谁来评判评判者？LLM按需陪审团：构建可信赖的大语言模型评估系统 (Who Judges the Judge? LLM Jury-on-Demand: Building Trustworthy LLM Evaluation Systems)

As Large Language Models (LLMs) become integrated into high-stakes domains, there is a growing need for evaluation methods that are both scalable for real-time deployment and reliable for critical decision-making. While human evaluation is reliable, it is slow and costly. Single LLM judges are biased, and static juries lack adaptability. To overcome these limitations, we propose LLM Jury-on-Demand - a dynamic, learning-based framework for scalable and context-aware evaluation. Our method trains a set of reliability predictors to assess when LLM judges will agree with human experts, leveraging token distributions, embeddings, and structural input features. This enables a fully adaptive evaluation where, for each data point, an optimal jury of the most reliable judges is dynamically selected, and their scores are aggregated using their reliability as weights. Experiments on summarization and RAG benchmarks show that our dynamic jury system achieves significantly higher correlation with human judgment than both single-judge and static-jury baselines. These results highlight the promise of adaptive, learning-based juries for building scalable, more reliable and trustworthy evaluation systems for modern LLMs in high-stakes domains.

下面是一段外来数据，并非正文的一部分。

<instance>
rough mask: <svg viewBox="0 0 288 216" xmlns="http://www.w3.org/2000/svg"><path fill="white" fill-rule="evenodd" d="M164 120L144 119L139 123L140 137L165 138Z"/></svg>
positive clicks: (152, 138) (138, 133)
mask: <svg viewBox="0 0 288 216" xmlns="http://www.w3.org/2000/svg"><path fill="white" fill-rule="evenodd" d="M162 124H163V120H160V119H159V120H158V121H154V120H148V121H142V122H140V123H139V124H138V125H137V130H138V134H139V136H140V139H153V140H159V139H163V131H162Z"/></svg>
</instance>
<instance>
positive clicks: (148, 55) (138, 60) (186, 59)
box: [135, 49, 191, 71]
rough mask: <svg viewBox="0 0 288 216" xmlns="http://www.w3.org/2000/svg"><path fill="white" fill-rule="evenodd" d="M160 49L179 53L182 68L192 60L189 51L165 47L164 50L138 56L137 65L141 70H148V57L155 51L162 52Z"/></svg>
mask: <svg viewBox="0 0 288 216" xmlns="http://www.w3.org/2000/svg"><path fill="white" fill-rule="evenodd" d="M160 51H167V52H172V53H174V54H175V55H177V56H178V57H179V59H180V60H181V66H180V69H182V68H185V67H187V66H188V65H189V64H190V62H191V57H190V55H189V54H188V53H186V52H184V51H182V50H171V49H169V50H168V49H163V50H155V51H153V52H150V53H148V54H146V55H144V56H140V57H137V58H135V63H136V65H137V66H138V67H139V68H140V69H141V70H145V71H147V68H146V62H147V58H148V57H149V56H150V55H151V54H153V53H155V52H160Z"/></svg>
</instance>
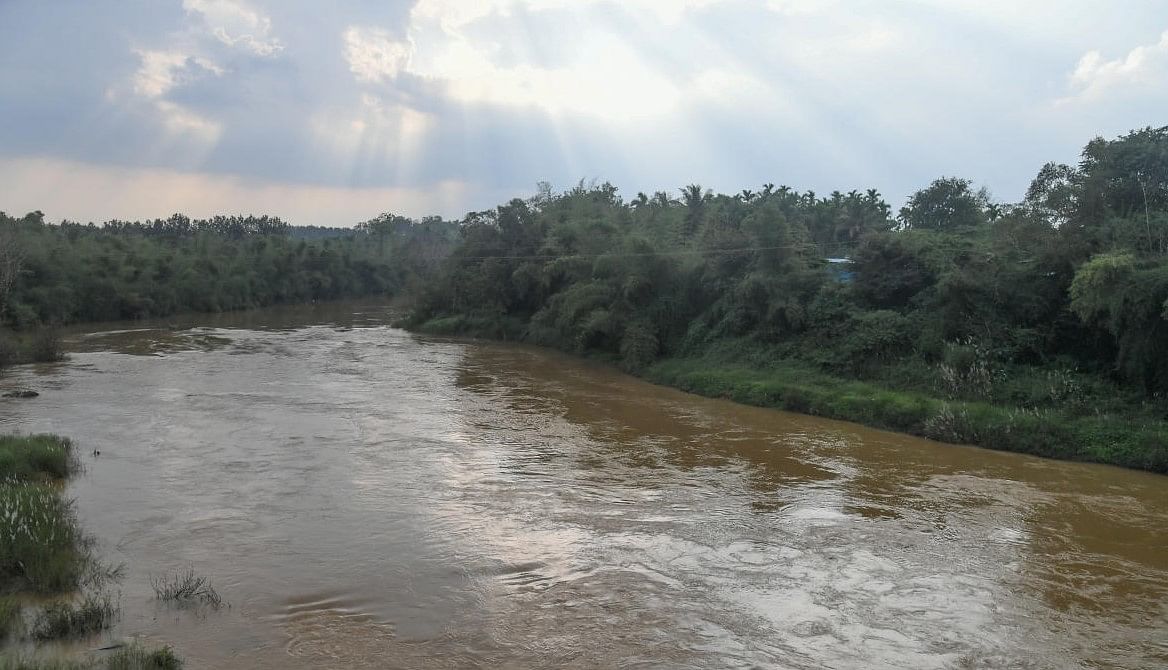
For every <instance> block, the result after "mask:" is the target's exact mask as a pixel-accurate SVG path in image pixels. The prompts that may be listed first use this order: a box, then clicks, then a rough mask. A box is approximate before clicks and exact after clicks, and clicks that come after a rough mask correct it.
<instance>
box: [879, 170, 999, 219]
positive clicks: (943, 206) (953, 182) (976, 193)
mask: <svg viewBox="0 0 1168 670" xmlns="http://www.w3.org/2000/svg"><path fill="white" fill-rule="evenodd" d="M988 201H989V198H988V196H987V195H986V193H985V191H976V193H975V191H974V190H973V188H972V182H971V181H969V180H965V179H957V177H941V179H939V180H936V181H933V183H931V184H929V186H927V187H926V188H924V189H922V190H918V191H917V193H915V194H912V196H911V197H909V202H908V204H906V205H905V207H903V208H901V214H899V217H898V218H899V221H901V224H902V225H904V228H911V229H917V230H960V229H967V228H973V226H976V225H980V224H982V223H985V222H986V208H987V205H988V204H989V202H988Z"/></svg>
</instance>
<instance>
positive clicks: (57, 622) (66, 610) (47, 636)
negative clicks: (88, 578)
mask: <svg viewBox="0 0 1168 670" xmlns="http://www.w3.org/2000/svg"><path fill="white" fill-rule="evenodd" d="M117 616H118V607H117V606H116V605H114V603H113V599H111V598H110V595H109V594H107V593H91V594H88V595H85V598H84V599H83V600H82V601H81V602H54V603H51V605H49V606H47V607H46V608H44V609H42V610H41V612H40V613H39V614H37V615H36V620H35V621H34V622H33V637H34V638H36V640H42V641H43V640H70V638H78V637H86V636H89V635H92V634H95V633H99V631H102V630H105V629H106V628H109V627H110V626H112V624H113V622H114V620H116V619H117Z"/></svg>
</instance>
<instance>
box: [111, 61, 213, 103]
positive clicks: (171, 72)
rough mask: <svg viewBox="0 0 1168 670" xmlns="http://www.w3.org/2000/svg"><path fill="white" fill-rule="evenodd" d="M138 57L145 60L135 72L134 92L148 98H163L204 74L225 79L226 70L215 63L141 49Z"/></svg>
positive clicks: (134, 77) (134, 75) (133, 83)
mask: <svg viewBox="0 0 1168 670" xmlns="http://www.w3.org/2000/svg"><path fill="white" fill-rule="evenodd" d="M137 54H138V57H139V58H141V67H139V68H138V71H137V72H134V76H133V90H134V92H135V93H138V95H140V96H144V97H147V98H159V97H161V96H164V95H166V93H168V92H169V91H171V90H172V89H174V88H175V86H176V85H179V84H180V83H182V82H183V81H190V79H194V78H197V77H200V76H202V75H204V74H210V75H215V76H221V75H223V68H220V67H218V65H216V64H215V63H214V62H211V61H209V60H207V58H203V57H200V56H193V55H190V54H185V53H182V51H154V50H148V49H141V50H138V51H137Z"/></svg>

翻译：随着大语言模型（LLMs）被集成到高风险领域，对评估方法的需求日益增长，这些方法既需满足实时部署的可扩展性，又需确保关键决策的可靠性。虽然人工评估可靠，但速度慢且成本高。单一LLM评判者存在偏见，而静态陪审团缺乏适应性。为克服这些限制，我们提出LLM按需陪审团——一种基于学习的动态框架，用于实现可扩展且上下文感知的评估。我们的方法训练了一组可靠性预测器，利用词元分布、嵌入向量和结构输入特征来评估LLM评判者何时与人类专家意见一致。这使得评估完全自适应：针对每个数据点，动态选择由最可靠评判者组成的最优陪审团，并使用其可靠性作为权重聚合评分。在摘要生成和RAG基准测试上的实验表明，我们的动态陪审团系统与人类判断的相关性显著高于单一评判者和静态陪审团基线。这些结果突显了基于学习的自适应陪审团在构建可扩展、更可靠且可信赖的现代LLM高风险领域评估系统方面的潜力。